Satay sauce is one of my favourite sauces. It can however pack quite a calorific punch with ingredients such as peanuts, coconut milk, sugar – totally scrummy but I resigned myself to create a healthy alternative! One of my aims following the 5:2 lifestyle is to continue to eat well & explore some healthy recipes on my non-fast days which are nutritious but still tasty. This is one of them. Before we get to it, my day!

These summer mornings have made me crave creamy bowls of froyo/healthy ice cream (yes there is such a thing!). Today I fancied peanut butter & chocolate so that is exactly what I had:

peanut butter froyo

I blended half a frozen banana with a tablespoon of peanut butter, a tablespoon of cocoa powder and half a cup of full fat Greek yoghurt. YUM! Could eat bowls of this stuff. I topped mine with some frozen berries and a sprinkling of granola. It was divine.

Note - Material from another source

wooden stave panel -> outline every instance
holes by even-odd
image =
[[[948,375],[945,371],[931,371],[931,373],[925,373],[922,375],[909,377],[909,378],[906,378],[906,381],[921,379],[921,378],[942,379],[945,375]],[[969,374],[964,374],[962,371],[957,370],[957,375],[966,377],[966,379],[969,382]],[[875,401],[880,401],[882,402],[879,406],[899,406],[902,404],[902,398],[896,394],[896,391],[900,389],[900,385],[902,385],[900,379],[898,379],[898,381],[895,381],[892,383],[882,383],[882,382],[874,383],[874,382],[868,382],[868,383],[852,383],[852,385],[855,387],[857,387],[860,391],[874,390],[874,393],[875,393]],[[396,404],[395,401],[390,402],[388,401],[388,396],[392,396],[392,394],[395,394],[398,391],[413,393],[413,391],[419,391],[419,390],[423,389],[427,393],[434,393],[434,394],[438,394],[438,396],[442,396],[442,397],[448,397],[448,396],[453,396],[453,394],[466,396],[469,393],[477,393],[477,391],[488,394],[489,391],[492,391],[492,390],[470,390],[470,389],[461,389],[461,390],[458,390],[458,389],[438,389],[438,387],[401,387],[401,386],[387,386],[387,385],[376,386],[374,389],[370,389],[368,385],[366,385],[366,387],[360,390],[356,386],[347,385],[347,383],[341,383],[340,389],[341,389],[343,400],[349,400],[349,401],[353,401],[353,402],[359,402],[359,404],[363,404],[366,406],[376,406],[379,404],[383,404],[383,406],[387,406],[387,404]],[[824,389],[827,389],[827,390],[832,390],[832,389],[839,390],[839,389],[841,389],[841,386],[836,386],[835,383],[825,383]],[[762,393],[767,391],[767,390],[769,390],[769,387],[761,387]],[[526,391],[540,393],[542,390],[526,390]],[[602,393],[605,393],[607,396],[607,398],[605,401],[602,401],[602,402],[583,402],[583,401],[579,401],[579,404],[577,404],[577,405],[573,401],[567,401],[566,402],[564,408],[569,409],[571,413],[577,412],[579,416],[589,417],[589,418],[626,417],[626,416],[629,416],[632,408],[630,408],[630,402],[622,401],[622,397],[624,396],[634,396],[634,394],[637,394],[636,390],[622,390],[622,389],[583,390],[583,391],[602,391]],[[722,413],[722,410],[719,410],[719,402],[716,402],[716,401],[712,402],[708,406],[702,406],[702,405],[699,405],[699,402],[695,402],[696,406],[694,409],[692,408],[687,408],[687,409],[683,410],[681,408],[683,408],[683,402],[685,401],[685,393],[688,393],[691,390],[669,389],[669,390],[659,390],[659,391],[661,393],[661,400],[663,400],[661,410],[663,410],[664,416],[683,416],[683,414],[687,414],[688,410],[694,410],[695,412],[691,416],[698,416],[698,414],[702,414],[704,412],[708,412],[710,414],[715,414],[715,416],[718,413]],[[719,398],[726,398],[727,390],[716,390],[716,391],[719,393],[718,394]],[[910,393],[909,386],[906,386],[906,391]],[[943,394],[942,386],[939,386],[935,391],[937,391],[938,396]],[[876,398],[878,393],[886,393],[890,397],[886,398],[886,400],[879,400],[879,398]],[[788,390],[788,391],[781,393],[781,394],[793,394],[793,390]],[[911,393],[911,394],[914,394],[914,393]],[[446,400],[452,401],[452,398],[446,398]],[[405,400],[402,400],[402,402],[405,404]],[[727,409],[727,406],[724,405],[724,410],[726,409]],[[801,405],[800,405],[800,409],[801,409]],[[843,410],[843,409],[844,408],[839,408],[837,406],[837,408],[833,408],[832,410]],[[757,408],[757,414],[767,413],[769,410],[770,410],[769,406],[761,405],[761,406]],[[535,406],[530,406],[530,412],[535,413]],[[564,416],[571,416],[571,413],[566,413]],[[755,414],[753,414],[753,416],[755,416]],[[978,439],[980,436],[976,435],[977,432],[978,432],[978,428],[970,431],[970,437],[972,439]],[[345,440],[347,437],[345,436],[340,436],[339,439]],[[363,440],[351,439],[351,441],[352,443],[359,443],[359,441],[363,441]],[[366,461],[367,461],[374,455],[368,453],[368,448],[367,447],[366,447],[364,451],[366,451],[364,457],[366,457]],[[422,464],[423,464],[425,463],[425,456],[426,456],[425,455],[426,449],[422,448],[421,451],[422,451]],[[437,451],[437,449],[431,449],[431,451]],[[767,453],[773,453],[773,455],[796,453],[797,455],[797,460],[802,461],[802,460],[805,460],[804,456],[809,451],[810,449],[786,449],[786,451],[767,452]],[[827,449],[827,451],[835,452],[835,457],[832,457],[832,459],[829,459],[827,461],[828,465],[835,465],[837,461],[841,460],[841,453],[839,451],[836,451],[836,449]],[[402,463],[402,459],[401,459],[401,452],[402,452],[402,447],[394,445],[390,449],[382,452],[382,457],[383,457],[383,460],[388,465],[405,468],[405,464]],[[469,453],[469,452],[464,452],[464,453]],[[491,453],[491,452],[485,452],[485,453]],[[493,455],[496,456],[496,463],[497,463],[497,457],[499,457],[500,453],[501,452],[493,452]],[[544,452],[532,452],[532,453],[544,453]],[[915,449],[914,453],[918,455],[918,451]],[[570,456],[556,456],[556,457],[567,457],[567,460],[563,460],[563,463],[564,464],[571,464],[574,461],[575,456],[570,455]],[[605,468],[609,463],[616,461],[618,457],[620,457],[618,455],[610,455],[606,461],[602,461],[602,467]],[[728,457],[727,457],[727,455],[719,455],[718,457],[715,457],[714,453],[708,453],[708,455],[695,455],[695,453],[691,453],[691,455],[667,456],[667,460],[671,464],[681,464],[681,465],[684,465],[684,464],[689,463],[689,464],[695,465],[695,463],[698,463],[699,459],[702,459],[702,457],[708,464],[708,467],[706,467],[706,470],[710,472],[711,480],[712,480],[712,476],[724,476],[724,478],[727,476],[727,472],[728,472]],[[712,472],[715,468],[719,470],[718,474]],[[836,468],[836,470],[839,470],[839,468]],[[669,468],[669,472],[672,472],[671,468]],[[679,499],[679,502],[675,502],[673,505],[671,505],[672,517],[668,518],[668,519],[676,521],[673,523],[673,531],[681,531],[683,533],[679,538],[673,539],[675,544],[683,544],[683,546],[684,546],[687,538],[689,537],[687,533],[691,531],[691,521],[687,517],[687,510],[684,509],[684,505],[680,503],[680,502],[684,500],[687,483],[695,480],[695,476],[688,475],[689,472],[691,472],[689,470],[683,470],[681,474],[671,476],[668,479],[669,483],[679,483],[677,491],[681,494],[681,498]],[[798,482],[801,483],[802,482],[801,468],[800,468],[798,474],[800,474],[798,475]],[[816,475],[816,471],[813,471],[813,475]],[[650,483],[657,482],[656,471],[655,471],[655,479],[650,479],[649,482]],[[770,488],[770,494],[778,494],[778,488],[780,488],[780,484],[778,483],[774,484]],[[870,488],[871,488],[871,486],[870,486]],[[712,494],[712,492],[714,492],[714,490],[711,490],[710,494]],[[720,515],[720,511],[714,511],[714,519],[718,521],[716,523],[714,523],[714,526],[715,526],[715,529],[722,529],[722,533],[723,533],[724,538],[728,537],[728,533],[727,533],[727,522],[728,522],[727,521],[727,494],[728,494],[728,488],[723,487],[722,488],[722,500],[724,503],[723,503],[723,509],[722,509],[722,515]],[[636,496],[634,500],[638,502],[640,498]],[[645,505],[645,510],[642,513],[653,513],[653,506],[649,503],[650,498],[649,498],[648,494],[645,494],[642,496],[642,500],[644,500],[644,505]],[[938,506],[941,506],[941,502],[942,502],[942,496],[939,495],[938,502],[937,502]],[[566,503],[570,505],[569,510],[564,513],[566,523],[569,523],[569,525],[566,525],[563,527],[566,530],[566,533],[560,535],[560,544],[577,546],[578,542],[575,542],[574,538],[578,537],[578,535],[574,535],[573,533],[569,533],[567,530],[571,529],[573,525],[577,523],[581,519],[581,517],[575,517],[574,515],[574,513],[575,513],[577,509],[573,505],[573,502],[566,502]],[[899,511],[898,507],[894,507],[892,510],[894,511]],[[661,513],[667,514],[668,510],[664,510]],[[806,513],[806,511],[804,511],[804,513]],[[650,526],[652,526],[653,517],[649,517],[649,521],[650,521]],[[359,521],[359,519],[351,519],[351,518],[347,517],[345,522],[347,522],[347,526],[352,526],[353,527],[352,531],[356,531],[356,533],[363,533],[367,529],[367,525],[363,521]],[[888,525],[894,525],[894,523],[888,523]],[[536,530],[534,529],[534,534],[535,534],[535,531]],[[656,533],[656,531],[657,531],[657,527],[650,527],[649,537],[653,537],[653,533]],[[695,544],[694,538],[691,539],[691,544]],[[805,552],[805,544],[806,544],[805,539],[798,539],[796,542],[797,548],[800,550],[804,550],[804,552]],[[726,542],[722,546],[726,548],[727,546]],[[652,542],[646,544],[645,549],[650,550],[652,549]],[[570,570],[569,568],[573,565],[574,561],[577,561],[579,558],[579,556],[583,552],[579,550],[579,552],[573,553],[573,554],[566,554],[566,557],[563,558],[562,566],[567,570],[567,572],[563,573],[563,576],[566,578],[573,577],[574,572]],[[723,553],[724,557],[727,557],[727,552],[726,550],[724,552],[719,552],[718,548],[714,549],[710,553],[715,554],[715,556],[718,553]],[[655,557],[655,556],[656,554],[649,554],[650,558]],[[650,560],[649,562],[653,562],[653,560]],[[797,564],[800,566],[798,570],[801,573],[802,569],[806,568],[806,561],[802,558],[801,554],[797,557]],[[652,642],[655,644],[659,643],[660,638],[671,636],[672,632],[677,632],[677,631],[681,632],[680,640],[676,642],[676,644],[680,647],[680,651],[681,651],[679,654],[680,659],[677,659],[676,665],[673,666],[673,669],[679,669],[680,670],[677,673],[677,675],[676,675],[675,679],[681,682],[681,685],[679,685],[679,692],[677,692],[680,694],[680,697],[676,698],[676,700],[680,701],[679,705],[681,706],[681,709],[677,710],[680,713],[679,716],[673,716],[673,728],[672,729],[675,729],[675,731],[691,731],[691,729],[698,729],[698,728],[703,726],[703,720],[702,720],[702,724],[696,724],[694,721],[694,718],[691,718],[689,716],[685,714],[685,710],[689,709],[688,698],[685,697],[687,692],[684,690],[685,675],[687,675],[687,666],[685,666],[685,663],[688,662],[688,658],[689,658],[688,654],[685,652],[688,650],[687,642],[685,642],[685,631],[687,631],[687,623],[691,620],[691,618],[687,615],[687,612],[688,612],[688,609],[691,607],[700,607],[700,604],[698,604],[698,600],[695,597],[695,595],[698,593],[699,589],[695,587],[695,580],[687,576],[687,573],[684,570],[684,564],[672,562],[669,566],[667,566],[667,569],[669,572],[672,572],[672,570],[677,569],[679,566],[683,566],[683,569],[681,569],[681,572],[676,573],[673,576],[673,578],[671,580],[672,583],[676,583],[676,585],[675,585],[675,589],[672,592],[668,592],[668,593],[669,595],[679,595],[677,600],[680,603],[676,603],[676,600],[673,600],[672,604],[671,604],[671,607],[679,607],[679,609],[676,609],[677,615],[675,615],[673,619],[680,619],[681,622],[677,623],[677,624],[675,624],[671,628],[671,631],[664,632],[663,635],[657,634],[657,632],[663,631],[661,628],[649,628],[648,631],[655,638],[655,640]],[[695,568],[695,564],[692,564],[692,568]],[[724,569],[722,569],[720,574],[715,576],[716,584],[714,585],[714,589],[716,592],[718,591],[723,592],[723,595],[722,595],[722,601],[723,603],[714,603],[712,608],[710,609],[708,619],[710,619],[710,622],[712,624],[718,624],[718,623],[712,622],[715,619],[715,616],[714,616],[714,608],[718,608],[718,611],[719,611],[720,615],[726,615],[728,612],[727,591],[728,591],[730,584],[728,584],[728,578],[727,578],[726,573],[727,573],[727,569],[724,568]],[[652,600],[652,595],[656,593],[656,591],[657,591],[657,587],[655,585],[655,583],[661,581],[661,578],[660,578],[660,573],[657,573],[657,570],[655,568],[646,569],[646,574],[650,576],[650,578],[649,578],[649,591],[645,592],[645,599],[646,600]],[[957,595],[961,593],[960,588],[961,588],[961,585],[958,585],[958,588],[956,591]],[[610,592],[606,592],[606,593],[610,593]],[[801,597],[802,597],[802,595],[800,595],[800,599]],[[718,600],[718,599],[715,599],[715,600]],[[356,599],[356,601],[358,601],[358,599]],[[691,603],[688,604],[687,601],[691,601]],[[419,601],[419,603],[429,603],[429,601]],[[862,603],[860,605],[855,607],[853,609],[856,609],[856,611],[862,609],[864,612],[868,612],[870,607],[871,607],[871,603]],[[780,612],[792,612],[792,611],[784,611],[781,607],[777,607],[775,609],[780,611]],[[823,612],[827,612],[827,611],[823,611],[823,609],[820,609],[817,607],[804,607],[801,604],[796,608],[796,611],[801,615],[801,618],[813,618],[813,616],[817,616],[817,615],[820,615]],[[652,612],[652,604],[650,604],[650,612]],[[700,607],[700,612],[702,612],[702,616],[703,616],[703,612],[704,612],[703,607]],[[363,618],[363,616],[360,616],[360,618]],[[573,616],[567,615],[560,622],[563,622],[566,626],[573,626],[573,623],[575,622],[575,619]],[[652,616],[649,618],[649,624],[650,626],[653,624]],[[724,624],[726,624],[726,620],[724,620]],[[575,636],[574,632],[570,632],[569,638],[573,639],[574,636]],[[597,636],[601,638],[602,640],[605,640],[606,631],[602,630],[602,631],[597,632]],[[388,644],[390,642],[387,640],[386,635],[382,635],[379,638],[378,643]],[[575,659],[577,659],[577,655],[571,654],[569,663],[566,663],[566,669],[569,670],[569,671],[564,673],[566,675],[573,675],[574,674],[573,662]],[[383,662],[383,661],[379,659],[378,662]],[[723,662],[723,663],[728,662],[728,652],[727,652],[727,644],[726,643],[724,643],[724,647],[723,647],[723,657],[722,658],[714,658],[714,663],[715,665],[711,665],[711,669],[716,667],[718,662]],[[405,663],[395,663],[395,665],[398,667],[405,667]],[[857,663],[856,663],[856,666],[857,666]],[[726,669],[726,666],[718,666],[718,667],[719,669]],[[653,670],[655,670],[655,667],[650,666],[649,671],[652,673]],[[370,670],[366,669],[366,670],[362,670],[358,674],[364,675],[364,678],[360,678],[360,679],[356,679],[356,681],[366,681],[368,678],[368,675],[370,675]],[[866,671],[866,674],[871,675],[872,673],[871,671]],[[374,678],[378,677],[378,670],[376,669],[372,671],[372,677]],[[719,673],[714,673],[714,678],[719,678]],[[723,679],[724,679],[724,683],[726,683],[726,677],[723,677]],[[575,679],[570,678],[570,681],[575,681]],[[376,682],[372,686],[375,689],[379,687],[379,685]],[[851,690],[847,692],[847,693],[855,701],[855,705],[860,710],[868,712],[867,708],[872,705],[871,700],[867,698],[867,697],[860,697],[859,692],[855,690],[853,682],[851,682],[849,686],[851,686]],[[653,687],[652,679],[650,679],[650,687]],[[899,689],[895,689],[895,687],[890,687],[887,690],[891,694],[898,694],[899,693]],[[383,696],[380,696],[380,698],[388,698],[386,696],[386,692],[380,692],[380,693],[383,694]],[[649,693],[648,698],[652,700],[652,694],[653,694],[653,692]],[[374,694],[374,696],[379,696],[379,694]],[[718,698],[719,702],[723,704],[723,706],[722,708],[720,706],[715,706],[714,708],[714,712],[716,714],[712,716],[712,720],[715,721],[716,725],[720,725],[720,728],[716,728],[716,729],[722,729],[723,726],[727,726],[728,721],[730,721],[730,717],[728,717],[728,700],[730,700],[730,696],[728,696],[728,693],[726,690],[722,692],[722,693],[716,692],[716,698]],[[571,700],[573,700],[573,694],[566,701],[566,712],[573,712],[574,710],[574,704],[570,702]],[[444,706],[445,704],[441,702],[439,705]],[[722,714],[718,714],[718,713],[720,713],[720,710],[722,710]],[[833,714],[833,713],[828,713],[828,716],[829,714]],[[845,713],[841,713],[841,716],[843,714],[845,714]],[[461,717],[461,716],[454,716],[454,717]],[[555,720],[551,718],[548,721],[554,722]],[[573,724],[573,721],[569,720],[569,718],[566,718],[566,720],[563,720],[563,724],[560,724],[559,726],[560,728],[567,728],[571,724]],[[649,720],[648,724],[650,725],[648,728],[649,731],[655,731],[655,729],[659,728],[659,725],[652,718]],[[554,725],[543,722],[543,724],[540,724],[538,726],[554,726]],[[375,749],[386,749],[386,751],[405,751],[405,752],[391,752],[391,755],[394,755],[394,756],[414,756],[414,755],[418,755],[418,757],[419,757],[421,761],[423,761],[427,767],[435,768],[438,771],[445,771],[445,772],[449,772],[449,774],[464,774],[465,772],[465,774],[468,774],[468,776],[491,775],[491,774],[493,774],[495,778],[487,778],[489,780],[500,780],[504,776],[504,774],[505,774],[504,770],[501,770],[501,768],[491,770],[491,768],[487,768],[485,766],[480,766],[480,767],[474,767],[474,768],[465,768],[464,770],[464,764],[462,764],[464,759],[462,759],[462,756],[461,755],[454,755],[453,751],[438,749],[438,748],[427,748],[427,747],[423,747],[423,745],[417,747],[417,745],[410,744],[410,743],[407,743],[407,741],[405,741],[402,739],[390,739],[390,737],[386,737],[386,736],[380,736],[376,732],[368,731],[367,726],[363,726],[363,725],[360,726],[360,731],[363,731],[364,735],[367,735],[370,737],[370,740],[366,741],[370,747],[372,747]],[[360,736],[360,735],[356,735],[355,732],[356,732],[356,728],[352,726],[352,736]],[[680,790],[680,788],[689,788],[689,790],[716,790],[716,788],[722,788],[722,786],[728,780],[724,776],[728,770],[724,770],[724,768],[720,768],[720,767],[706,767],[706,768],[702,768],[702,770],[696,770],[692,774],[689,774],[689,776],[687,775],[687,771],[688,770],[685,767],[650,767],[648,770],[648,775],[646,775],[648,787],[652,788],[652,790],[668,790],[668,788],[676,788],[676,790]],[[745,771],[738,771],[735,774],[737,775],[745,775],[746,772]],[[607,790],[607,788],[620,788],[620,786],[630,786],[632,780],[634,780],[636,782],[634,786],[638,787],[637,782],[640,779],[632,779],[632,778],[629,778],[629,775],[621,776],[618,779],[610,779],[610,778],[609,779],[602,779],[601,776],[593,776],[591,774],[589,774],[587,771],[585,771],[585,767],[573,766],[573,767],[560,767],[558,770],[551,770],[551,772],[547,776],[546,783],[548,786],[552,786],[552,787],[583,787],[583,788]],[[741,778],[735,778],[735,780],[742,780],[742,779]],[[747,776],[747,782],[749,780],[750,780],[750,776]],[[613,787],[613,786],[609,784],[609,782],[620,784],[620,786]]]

Was reminded of the lesson ‘organisation is the key to success’ today. Had made myself a packed lunch but kept it at home as knew I would be back in time for lunch. Then I got delayed so ended up having a not-so-healthy tasty Turkish spinach & feta wrap. Always. Be. Prepared!

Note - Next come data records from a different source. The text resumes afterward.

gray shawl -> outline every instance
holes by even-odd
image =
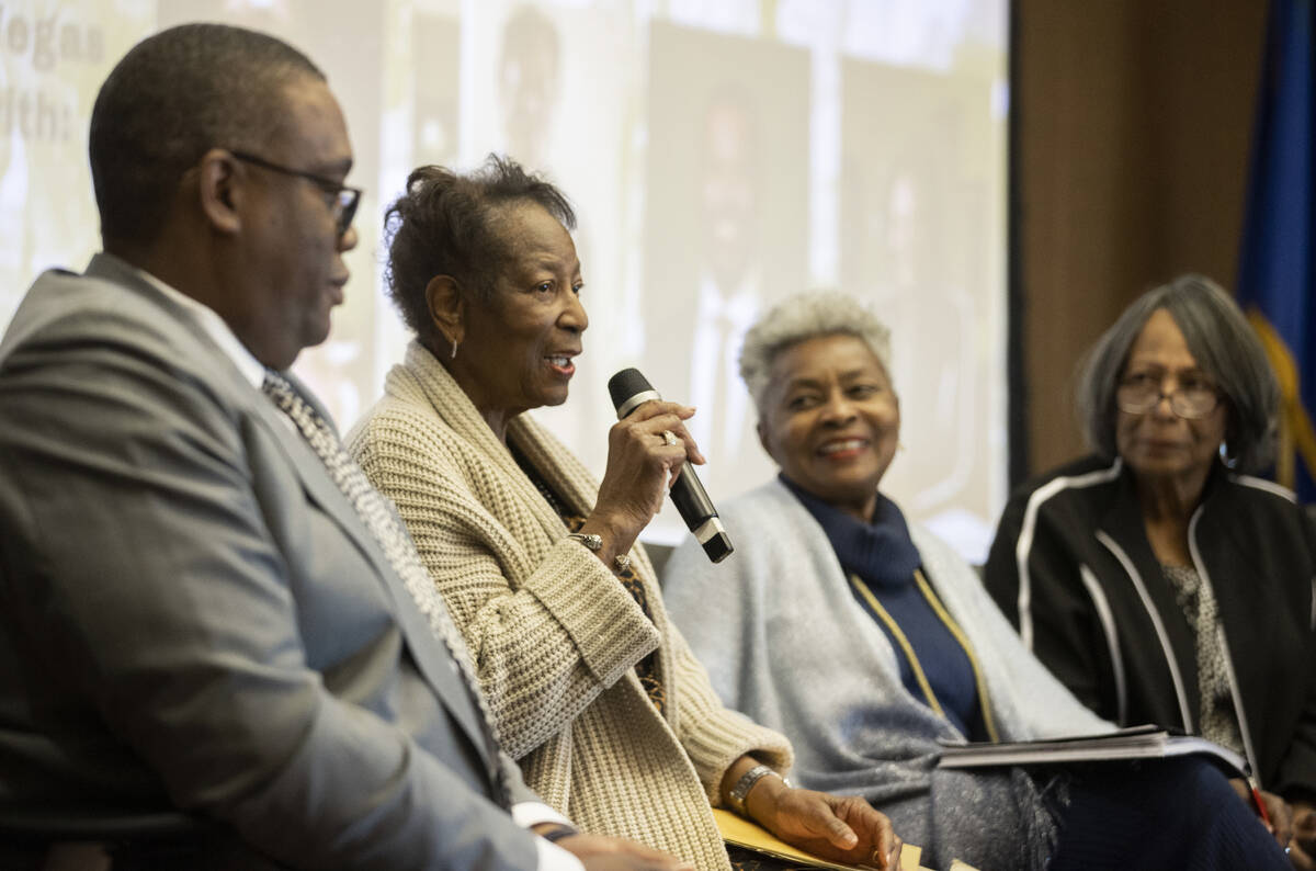
[[[799,500],[774,480],[721,516],[736,553],[715,566],[687,541],[663,572],[663,600],[725,704],[791,739],[803,785],[863,795],[925,863],[1042,867],[1055,825],[1038,785],[1016,768],[936,767],[937,739],[963,735],[901,685],[887,637]],[[911,534],[969,637],[1001,741],[1112,729],[1024,649],[950,547],[915,524]]]

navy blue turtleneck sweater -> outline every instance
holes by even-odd
[[[845,574],[857,576],[900,626],[946,718],[970,741],[986,741],[987,730],[978,704],[973,664],[915,583],[913,572],[923,564],[923,559],[909,538],[909,528],[900,508],[878,493],[873,518],[865,524],[805,492],[784,475],[782,483],[822,526]],[[853,585],[850,592],[891,641],[905,689],[915,699],[926,703],[913,668],[886,621],[878,617],[867,599]]]

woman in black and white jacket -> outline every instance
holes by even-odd
[[[1188,275],[1144,295],[1082,374],[1096,453],[1011,499],[986,583],[1103,717],[1245,755],[1294,866],[1312,868],[1316,530],[1291,492],[1242,474],[1273,455],[1277,404],[1223,289]]]

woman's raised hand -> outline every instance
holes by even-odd
[[[580,532],[603,538],[599,558],[630,550],[640,530],[662,508],[663,496],[682,463],[703,464],[704,455],[686,430],[695,409],[676,403],[649,401],[612,425],[608,432],[608,466],[599,484],[599,499]]]

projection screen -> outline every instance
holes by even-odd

As for dinner, ahhh dinner! I fancied something peanutty (I guess I was in a PB mood!) but light so whipped up this recipe. It’s a mixture of lean protein, good fats, & I’m a big fan of quinoa as a high-protein grain. Enjoy!

healthy satay chicken quinoa

Ingredients (serves 1)

  • 1 chicken breast, diced
  • 1 carrot stick, chopped
  • 1 celery stick, chopped
  • 1/4 onion, chopped
  • 1 garlic clove, finely chopped
  • 1 teaspoon soy sauce
  • 1 teaspoon dried chilli flakes
  • 1 tbs oil (I used the peanut oil which had created a top layer in my PB jar)
  • 1 tbs peanut butter (one which is made with 100% peanuts please!)
  • 1/4 cup quinoa
  • 1/2 – 1 cup boiled water

Fry the carrot, celery, onion & chicken breast in the oil until the chicken is cooked through. Mix the peanut butter, garlic, soy sauce & chilli flakes in 1/2 cup of boiled water & add with the quinoa into the mixture. Add some more boiled water to ensure all the quinoa is covered. Simmer until the quinoa expands & excess water evaporates.